Des coulées d’or qui scintillent depuis l’espace. Ce sont les photos prises par un astronaute de la Station Spatiale Internationale (ISS). Ces « rivières » ou « cicatrices » qui se répandent sur des hectares sont en réalité le fruit d’extractions illégales d’or dans la forêt amazonienne. Les photos ont été prises dans la région de Madre de Dios au sud-est du Pérou à l’occasion d’une éclaircie nuageuse.

Empoisonnement de l’eau

La présence de ces orpailleurs n’est pas nouvelle, cela fait plus d’une dizaine d’années que des entreprises illégales s’installent dans la région pour récupérer l’or dans les rivières et les sols. En plus d’être illégales, ces extractions sont extrêmement préjudiciables pour la forêt, les populations et toute la biodiversité de la région. En effet, pour extraire l’or, les orpailleurs utilisent du mercure et créent des bassins artificiels. Ce mercure se retrouve alors dans l’eau et vient empoisonner les autochtones mais aussi la faune et la flore.

Selon une étude de l’Institut scientifique américain Carnegie, neuf espèces de poissons, les plus consommées dans la région, ont vu leurs taux de mercure dépasser les normes.

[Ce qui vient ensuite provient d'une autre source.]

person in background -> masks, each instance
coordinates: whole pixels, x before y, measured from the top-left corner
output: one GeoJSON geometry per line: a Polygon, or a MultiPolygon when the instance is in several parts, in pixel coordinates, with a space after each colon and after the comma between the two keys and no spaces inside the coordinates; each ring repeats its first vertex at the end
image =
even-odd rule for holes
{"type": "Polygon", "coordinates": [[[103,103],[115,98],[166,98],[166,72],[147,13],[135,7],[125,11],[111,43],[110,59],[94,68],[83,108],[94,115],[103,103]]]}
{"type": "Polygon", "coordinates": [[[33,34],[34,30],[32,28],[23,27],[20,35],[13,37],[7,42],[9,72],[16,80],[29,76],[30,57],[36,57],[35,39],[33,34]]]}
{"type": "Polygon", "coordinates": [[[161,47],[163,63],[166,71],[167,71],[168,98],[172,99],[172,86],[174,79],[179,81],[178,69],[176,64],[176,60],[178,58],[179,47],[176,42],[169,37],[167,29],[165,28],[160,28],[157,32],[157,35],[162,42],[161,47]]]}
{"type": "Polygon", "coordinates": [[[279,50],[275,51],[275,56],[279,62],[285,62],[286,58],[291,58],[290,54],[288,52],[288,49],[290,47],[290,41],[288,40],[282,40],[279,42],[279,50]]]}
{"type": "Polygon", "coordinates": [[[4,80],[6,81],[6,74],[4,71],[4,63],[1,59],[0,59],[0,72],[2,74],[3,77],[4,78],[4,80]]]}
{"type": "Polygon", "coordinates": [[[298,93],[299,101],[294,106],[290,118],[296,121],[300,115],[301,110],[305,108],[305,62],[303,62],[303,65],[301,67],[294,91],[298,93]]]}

Cette contamination ne s’arrête pas aux poissons puisque 78 % des habitants de la ville de Porto Maldonado présentaient aussi des taux alarmants de mercure.

Déforestation inquiétante

Une autre conséquence est celle de la déforestation intensive de la forêt amazonienne. Près de 9.280 hectares de l’Amazonie péruvienne auraient été détruits en 2018. Les indigènes sont alors forcés de quitter leur territoire avec tous les autres problèmes que cela engendre.

Si cette extraction est de plus en plus importante dans la région c’est aussi à cause de la hausse des prix. Les habitants de la région se trouvent parfois obligés de se lancer dans cette activité. En 2016, 90 % de l’or provenant de Madre de Dios provenait de mines artisanales.

Si ce fait est connu, les images sont inhabituelles puisque la zone est couverte par les nuages et donc cachée aux yeux des astronautes et des satellites. Mais en décembre 2020, une éclaircie a permis aux paillettes d’or de briller.